The following guest post comes from Jeff Price, founder of both spinART and TuneCore. His latest company, Audiam, has a mission to get artists paid for the use of their music on YouTube.

In today's new music industry of peer-to-peer file sharing, download stores, and on-demand streams, it's hard enough for an artist to make money by selling their music. So what happens when the world's largest music distributors and stores carry all the songs in world but don't need to sell any of them in order to make money?

The answer: revenue from the sale of music goes down for the artist, while simultaneously there is no negative financial impact on the new stores and distributors.


Interests are clearly misaligned. Artists have been reduced to replaceable cogs in a teeming mass of other undifferentiated music creators used purely as a commodity to represent breadth of choice for the consumer. In short, artists are used to financially fuel these new companies, but they are not reaping the same financial reward in return.
The old music industry may have had a lot wrong with it, but at least it was clear how everyone in the food chain — the artist, record label, music distributor and physical retail stores — could stay in business. The music had to be created, recorded, manufactured, distributed into stores and... SOLD.
Not so in the new music industry. Now it is only the artist who must sell their music in order to "stay in business". And artists are fending for themselves against a tidal wave in a sea of technology companies and venture capitalists. All sectors of the music industry are no longer being run by people from the music industry. This glaring misalignment does not bode well for the future of music.
Let's start with the music stores.

Music Stores/Services


Unlike the physical music store of yesteryear that needed to sell the CDs and vinyl sitting on their shelves to make money, the digital music stores and services of today (Pandora, iTunes, Amazon, Spotify, and others) can make money without ever selling -- or even streaming – all the music they 'stock'. In this digital age, amongst the new ways music is being utilized for profit, the sale or streaming of music is almost an afterthought.
Take iTunes, currently the obvious substitute for the traditional record store. If Apple happens to make money from the sale of the music (which, some suggest they didn't for many years ), all the better — but, the main purpose of iTunes is to make money for Apple by selling Apple products and gaining market share for its operating system.
Amazon is more or less in the same boat, using music as an enticement to motivate people to create Amazon accounts, buy other products that are not music (including their own Amazon Prime service), sell more Kindles, and gain market share. This explains why it sells music for less than it pays for it. Music acquires those customers for their other products and services.
And it's not just Apple and Amazon. Take a look at Spotify and other interactive streaming services. How is it possible that a company like Spotify, whose sole business model is to make money from the streaming of music, is not prioritizing makingmoney from the streaming of music?

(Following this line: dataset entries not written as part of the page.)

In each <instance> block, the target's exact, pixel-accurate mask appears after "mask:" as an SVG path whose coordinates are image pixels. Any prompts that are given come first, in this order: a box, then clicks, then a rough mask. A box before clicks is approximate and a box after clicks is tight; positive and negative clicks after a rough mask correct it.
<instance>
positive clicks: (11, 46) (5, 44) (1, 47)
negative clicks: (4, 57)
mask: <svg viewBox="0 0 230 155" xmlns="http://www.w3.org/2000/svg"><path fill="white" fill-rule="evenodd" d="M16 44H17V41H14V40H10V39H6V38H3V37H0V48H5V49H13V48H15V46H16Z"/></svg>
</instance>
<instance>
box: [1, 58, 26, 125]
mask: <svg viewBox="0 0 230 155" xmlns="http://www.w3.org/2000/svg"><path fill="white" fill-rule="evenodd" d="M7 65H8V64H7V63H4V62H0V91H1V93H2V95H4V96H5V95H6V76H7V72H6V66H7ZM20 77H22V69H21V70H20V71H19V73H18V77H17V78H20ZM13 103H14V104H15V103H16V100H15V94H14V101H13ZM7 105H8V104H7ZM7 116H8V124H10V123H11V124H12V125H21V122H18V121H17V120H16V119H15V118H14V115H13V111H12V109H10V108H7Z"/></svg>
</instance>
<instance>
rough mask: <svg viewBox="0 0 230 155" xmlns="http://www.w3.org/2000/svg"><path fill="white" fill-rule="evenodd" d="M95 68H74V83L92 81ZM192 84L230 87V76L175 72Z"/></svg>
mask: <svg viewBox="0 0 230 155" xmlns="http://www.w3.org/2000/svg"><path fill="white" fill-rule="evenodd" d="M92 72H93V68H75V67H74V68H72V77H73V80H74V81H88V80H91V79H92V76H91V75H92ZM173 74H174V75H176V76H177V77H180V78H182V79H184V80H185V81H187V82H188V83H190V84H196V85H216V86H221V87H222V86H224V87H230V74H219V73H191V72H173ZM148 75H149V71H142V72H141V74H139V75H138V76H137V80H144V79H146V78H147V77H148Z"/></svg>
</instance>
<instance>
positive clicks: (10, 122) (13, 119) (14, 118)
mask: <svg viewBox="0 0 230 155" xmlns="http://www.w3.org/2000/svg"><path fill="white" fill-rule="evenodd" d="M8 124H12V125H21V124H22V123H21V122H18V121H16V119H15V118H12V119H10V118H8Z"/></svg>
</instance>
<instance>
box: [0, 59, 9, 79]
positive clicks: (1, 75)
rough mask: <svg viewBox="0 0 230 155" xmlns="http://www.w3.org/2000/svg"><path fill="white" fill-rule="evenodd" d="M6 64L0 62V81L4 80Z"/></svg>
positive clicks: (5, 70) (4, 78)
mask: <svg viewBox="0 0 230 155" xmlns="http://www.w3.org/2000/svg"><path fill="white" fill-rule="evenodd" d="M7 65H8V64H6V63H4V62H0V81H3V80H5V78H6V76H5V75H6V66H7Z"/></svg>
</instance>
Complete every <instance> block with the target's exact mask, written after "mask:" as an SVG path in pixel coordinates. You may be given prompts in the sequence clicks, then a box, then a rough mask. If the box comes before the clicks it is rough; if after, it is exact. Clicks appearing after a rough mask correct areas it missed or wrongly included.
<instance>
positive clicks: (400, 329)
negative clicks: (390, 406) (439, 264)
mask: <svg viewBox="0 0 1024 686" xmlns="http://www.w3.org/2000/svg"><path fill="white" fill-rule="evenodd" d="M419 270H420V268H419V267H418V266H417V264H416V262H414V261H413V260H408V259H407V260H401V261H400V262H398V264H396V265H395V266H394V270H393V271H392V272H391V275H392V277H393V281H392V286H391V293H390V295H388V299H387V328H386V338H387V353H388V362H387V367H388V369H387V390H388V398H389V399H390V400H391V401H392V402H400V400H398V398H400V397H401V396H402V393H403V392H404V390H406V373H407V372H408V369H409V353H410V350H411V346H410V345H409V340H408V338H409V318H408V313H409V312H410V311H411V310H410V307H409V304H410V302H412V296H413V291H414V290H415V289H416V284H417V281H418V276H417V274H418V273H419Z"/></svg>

The answer: Spotify doesn't need to stream the music it carries, nor be profitable from those songs it does stream, in order for its investors and owners to reach their financial finish line of selling the company or taking it public to make billions.


To reach their goal Spotify believes they must have:
(1) a huge number of subscribers, a vast catalog of artists,
(2) a user experience that customers find pleasing, and
(3) ubiquity.
Making money off the music, or having the music it carries being streamed is, at this time, an afterthought. And when the inevitable financial exit for Spotify does come, the artists will make no money from it despite being at least half of the equation. This may explain why the major labels, all of whom own a piece of Spotify, do not appear worried about Spotify's royalty rates.

Their eye is focused on the true financial prize: owning a percentage of a company that gets bought for billions.


Just look at Pandora: its shareholders made a fortune when the company went public, despite it making little to no profit. It was able to IPO off the artists' music despite the music not ever needing to be played, nor paying themusic creators a royalty they deem reasonable.
At the 'music store,' the point of economic intersection where art truly does meet commerce, the entity selling the music generates revenue without selling music or can lose money on the sale or stream of a song and still reap a profit while the artist makes little or nothing at all.

The interests of the artists and the music stores are no longer aligned.